I was beginning to see the value of a ziplock.
Moonlight shined down through the canopy of trees and shot darts of illuminated glow throughout the gravestones. Seth elbowed me, and pointed; I followed his finger to a Gothic-y square-sided spire, jutting into the sky.
“The Unitarian Church of Charleston,” Noah said beside me. “Sort of reminds me of Notre Dame.”
I had to agree.
“Whose grave is that?” I asked Noah.
He glanced down at me. His face grew somber in the moonlight. “Elizabeth Mont Frey. Once, a very beautiful, highly respected woman of Charles Towne.” He glanced at the headstone. “She didn’t make it through her quickening before she was killed. Garr was saved by his daddy,” Noah looked at me. “They were taken at the same time, by the same vampire. You can imagine back then, a Gullah man and a prominent white woman, together.” He sighed. “They were crazy in love, those two. Things haven’t changed all that much, I’m afraid. Anyway, despite her blood being tainted by a vampire, Garr insisted she have a Christian burial. Even in death, her body exudes mystics only Garr knows how to use.” Noah’s eyes bore into mine. “Almost as if she knows his desires, and allows only him to utilize her gifts.”
I stared into the silver depths of Noah’s gaze. I nodded in understanding.
We’d only just stepped out of the Circular Cemetery when Eli’s back stiffened. Phin, Luc, Josie, and Noah glanced around, peering through the darkness. Saul, Jenna, Cafrey, and Tate, also on alert, began to move around the rest of us in a circle.
Then, they descended from the trees above us—six newlings; all punks, all rogues, all ravenous.
Eli shoved me—hard. “Get down, Riley!” he ground out. I flew several feet away and landed on my backside. I jumped right back up and ran to stand beside the one person I knew would let me fight—Noah.

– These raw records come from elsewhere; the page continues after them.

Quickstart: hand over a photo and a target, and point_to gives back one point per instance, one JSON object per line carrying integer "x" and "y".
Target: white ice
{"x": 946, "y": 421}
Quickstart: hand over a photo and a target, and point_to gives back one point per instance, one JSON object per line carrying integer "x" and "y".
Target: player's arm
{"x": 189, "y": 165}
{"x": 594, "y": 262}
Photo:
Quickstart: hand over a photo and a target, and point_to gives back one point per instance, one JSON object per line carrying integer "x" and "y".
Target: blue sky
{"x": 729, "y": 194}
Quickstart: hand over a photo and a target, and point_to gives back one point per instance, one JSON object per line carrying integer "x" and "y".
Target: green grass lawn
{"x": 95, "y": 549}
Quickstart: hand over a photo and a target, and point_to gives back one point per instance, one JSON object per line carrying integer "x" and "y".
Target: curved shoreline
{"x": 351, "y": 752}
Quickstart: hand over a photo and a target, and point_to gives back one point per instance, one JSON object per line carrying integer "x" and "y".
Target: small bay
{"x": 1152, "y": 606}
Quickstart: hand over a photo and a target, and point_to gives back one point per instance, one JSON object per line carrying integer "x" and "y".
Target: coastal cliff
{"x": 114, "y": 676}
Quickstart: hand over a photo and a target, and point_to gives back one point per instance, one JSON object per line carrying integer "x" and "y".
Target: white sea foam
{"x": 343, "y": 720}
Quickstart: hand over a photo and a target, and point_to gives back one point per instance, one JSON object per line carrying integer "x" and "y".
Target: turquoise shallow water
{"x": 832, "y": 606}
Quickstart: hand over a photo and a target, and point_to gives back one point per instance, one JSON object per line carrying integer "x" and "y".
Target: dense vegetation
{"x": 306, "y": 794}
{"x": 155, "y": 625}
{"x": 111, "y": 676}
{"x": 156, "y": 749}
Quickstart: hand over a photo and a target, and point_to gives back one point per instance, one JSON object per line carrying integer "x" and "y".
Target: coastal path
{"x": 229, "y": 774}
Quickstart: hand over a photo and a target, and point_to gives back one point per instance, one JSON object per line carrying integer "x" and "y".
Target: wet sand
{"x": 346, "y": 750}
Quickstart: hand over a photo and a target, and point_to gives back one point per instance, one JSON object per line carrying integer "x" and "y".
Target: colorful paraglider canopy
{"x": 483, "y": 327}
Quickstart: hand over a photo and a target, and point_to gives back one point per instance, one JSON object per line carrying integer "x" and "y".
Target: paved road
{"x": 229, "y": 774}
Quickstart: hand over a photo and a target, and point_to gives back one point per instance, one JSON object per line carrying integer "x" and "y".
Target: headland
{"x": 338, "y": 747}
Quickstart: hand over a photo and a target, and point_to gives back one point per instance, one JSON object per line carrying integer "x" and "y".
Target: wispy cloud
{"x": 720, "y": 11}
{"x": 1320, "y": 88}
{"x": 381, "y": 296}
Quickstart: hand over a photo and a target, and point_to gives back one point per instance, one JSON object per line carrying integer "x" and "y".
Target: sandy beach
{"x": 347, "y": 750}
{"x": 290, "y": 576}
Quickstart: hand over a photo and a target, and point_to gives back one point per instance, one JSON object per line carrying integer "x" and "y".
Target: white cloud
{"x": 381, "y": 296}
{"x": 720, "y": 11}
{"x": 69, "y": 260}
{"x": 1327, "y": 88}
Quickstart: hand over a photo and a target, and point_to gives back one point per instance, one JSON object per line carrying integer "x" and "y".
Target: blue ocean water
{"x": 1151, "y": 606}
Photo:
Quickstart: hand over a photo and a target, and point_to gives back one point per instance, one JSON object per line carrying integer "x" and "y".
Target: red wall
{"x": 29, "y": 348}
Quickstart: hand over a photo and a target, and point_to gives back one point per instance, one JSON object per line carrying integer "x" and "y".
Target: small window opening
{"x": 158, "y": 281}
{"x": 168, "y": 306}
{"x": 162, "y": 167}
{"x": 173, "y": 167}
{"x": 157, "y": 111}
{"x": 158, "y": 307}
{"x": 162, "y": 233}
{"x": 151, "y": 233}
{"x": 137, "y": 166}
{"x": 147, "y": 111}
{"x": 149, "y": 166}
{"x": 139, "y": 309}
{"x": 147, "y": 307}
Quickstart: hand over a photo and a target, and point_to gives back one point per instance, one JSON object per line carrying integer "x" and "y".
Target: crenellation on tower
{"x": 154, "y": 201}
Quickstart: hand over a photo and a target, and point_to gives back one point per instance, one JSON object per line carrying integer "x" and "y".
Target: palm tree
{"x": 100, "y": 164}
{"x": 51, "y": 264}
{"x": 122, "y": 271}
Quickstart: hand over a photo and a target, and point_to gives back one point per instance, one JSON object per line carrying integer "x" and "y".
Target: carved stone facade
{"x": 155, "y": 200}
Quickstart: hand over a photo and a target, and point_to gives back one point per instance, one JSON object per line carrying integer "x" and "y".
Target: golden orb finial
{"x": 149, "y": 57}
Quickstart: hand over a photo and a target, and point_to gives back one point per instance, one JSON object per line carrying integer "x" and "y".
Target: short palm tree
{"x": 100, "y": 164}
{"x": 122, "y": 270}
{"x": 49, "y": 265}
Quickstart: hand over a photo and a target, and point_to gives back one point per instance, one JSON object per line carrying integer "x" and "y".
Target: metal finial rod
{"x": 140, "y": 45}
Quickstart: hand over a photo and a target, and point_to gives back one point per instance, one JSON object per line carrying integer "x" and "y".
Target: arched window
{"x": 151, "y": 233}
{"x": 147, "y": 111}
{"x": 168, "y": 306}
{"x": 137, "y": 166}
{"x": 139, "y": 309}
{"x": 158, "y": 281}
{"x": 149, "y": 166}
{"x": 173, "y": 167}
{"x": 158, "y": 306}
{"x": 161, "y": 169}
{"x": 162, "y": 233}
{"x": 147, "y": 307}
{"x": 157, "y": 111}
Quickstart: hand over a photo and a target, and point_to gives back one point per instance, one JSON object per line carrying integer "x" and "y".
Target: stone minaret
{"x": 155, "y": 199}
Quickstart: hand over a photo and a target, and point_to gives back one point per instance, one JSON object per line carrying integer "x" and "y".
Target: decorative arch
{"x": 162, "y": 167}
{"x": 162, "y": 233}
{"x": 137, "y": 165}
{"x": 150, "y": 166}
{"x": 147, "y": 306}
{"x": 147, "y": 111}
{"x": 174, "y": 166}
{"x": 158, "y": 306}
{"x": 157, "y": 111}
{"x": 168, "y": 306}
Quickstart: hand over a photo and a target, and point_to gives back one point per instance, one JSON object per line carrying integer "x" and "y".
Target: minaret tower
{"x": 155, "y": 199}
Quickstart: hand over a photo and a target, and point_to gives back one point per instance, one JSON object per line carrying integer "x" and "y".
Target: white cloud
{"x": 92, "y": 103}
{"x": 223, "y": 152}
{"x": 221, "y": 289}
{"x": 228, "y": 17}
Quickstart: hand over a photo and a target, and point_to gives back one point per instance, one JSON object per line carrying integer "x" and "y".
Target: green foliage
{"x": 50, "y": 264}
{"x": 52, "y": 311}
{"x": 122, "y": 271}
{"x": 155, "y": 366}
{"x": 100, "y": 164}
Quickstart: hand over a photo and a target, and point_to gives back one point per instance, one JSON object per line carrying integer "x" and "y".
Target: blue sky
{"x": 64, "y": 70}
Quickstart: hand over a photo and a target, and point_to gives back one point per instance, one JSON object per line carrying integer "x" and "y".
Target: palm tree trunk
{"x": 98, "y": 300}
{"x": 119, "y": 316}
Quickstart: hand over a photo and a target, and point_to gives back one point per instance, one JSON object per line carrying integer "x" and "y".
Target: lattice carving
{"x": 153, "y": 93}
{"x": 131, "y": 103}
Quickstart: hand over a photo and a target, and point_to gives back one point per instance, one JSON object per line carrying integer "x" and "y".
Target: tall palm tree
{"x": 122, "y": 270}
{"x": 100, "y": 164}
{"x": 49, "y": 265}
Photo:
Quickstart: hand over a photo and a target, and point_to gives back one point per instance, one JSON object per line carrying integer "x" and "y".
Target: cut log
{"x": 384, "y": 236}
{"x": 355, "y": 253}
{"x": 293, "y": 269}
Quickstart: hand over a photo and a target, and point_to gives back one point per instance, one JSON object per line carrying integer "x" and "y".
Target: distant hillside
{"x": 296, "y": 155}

Eli growled. It almost made me laugh, how protective he was. Even after seeing me fight, he still wanted me out of the fray. The newlings lunged, Eli swore in French, and the fight began.
I quickly learned why Eli was so concerned; they all seemed to hone in on me . I’m talking long-jawed, fangs dropped, faces grossly distorted, hideousness. Slobbering and rabid, they all lunged straight for me. Eli grabbed one by the throat and threw him against a tree. His body hit hard, but in a split second he was up, eyes seeking me out.
It gave me just the time I needed to grasp the blade from my back sheath, aim, and fling it at him. I threw hard. The blade hit its mark and pinned him to the tree.